The central bank targets 3 percent inflation, plus or minus 1 percentage point over a two-year horizon.
The economy expanded 5.7 percent year-on-year in September on gains in the retail and fishing industries, compared with the 5.2 percent median estimate in a Bloomberg survey of 14 analysts.
“Robust September economic activity data and relatively elevated consumer-price pressures in October provide little reason for Chile’s central bank to rush to cut rates,” Florencia Vazquez, an economist at BNP Paribas, said in a Nov. 8 note e-mailed to investors.
Colombia’s industrial production leaped 9.5 percent in August from the year before, more than double the 3.6 percent median forecast in a Bloomberg survey and the largest gain since April 2008.
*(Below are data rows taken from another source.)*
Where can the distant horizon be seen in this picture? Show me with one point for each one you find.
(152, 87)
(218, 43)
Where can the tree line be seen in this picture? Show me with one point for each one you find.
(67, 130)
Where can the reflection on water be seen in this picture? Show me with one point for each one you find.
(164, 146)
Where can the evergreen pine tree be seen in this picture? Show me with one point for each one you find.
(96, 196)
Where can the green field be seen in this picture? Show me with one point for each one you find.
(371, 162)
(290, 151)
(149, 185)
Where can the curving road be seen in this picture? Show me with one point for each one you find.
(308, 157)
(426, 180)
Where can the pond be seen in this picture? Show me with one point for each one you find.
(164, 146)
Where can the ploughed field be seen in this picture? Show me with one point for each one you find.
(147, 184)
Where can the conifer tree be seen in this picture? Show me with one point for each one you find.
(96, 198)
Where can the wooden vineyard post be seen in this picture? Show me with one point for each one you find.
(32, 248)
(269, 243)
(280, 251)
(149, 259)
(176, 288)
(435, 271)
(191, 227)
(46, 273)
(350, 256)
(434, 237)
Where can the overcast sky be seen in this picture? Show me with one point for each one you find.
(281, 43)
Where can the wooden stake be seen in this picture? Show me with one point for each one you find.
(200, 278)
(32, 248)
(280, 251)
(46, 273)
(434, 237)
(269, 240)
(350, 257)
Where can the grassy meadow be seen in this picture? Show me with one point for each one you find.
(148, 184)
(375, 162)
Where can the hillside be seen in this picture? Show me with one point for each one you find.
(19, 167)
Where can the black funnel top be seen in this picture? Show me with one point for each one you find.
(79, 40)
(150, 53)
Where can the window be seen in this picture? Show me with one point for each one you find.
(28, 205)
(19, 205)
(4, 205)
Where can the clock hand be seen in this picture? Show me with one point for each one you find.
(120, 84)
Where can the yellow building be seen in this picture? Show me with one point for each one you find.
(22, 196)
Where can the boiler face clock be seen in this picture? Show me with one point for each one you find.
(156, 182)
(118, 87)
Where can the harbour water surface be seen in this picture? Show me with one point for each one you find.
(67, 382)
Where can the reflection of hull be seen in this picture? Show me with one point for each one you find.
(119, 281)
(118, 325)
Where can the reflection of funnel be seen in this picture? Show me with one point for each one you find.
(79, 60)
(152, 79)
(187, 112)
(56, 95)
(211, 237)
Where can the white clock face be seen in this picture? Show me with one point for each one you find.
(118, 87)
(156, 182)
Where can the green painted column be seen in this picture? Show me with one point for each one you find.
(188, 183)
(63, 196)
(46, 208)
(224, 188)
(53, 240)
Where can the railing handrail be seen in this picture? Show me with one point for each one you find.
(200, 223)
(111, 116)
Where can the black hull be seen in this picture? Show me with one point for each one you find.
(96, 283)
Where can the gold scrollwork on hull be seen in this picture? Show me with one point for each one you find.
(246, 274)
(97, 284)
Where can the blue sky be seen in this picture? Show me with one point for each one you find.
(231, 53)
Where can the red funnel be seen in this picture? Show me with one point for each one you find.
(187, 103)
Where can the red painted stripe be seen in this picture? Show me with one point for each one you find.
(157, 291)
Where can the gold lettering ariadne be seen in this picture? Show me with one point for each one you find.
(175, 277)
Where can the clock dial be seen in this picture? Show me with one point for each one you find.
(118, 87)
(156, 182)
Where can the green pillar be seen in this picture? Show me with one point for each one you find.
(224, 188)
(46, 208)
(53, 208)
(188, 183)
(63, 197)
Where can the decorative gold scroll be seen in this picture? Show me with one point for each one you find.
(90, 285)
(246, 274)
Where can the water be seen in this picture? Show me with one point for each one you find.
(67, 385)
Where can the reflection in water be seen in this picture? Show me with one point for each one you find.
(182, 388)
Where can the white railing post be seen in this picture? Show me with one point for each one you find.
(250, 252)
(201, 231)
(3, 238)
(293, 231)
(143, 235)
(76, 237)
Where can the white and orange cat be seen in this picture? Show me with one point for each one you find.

Peru’s economic growth eased to 5.8 percent in September from the year earlier, after accelerating in the previous two months, the government’s statistics agency reported Nov. 15.
Peru’s central bank last week kept its benchmark rate at 4.25 percent for a sixth month, Colombia left its overnight rate at 4.5 percent for a third straight meeting on Oct. 28, while Mexico has been on hold since July 2009.
Chile’s economy, which expanded 8.4 percent in the first half of 2011, is starting to decelerate to growth rates nearing its long-term trend of 5 percent and remains vulnerable to shocks from the European crisis, De Gregorio said in an Oct. 19 speech in Santiago.
“Output figures are evolving close to projections in the last monetary policy report’s baseline scenario, while domestic demand is somewhat stronger,” the central bank said yesterday in reference to the September report that forecast economic growth of 6.25 percent to 6.75 percent in 2011.
“We are paying close attention to external developments and we have the flexibility to act whenever necessary,” De Gregorio said on Oct. 19. “The focus is now on the effects that the weak global economy will have on the Chilean economy, especially on growth and inflation.”